Thomas Davie tom.davie at gmail.com
Thu Apr 30 06:07:13 EDT 2009


On 30 Apr 2009, at 11:12, Daniel Carrera wrote:

> Thomas Davie wrote:
>> Really, here's what that *should* look like:
>> http://www.cs.kent.ac.uk/people/rpg/tatd2/controls-macosx.png
>
> Your link is for Panther, my link was for Jaguar. The wxHaskell also  
> has a screenshot on Panther:
>
> http://wxhaskell.sourceforge.net/images/controls-macosx2.png

My link was on leopard actually, but that still looks significantly  
different to the natively designed UI.
>
>> Of note though, the main problem with WX is not that the controls  
>> look different, it's that they behave differently.  UI is not just  
>> about looks ;).
>
> Ok.. how do they behave?  I bet you that they behave better than the  
> Gtk controls on OS X... ugh.

I very much doubt that actually – mac users in my experience notice  
when things are annoyingly slightly different from the norm – a kind  
of uncanny valley effect, it's almost what you expect, but not quite.   
In the mean time, gtk being entirely non-OS X like running in X11 says  
"hey, I'm different, deal with it", and people do.
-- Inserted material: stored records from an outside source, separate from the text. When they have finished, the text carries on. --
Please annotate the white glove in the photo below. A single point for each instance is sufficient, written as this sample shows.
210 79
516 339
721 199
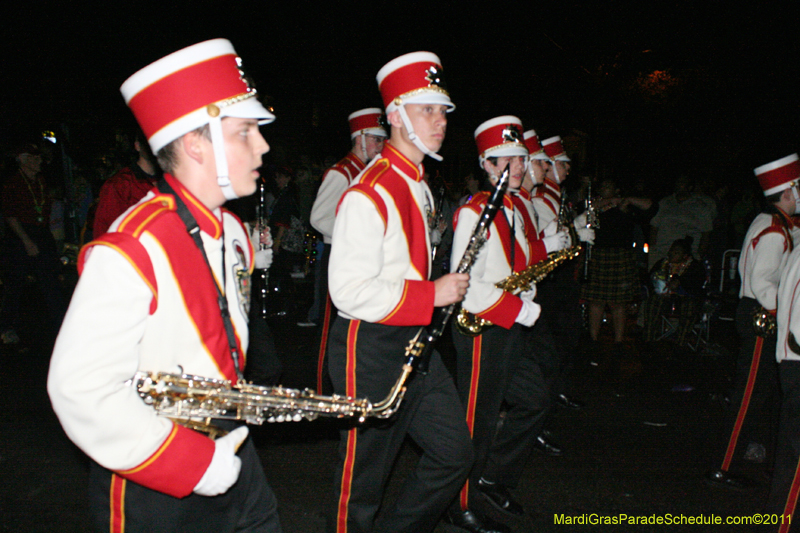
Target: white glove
223 471
263 258
529 313
556 242
586 235
551 228
528 295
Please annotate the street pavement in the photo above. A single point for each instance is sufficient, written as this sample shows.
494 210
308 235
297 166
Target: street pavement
639 447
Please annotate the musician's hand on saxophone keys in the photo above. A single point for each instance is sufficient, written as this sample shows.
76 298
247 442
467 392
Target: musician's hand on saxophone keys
585 235
558 241
223 471
450 289
530 311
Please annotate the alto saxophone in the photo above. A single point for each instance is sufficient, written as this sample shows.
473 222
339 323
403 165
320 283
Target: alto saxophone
471 325
764 323
195 401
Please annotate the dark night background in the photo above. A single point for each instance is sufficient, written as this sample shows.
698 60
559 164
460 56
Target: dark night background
650 89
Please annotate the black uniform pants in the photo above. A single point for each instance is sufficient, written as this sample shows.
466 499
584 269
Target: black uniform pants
755 400
786 478
528 402
482 367
365 360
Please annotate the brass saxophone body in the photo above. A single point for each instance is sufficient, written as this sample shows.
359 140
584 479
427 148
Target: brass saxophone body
472 325
764 323
196 402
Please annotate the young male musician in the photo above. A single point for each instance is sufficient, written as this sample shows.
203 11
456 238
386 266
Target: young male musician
378 279
484 361
155 297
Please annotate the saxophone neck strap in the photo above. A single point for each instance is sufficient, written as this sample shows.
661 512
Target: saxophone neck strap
194 231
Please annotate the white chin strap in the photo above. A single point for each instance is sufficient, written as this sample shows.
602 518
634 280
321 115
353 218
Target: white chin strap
796 200
555 171
364 146
413 136
218 143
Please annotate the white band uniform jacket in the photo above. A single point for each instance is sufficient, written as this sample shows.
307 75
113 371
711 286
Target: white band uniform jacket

> You are right that UI is not just looks. That's another of the  
> issues with X11 on OS X, it behaves wrong. The command key doesn't  
> do anything, so for example, it's a major pain to use Gimp on OS X  
> without a two button mouse.

Well yes, but then all macs come with 2 button mice, so *shrug*.  But  
yes, X11 apps in general behave wrong, and mac users don't like them  
much, but they like them better than apps that pretend to be OS X  
like, but don't get it right.

> How about Qt? Do you know if Qt behaves well on OS X? I thought that  
> Qt didn't look native on OS X (I'm on Ubuntu right now, so I can't  
> check).

Qt get closer into uncanny valley than gtk does, because it runs  
natively.

This really though comes down to the fact that it's totally impossible  
to design cross platform UIs for applications.  Different platforms  
UIs behave differently, so deal with it, and write different UIs for  
the different platforms.  Don't expect everyone to fit into your one- 
size-fits-all straight jacket.

This is extra work, but 1) it enforces a good abstraction layer  
between your UI and your actual application, and 2) it gives major  
benefits in terms of happy customers.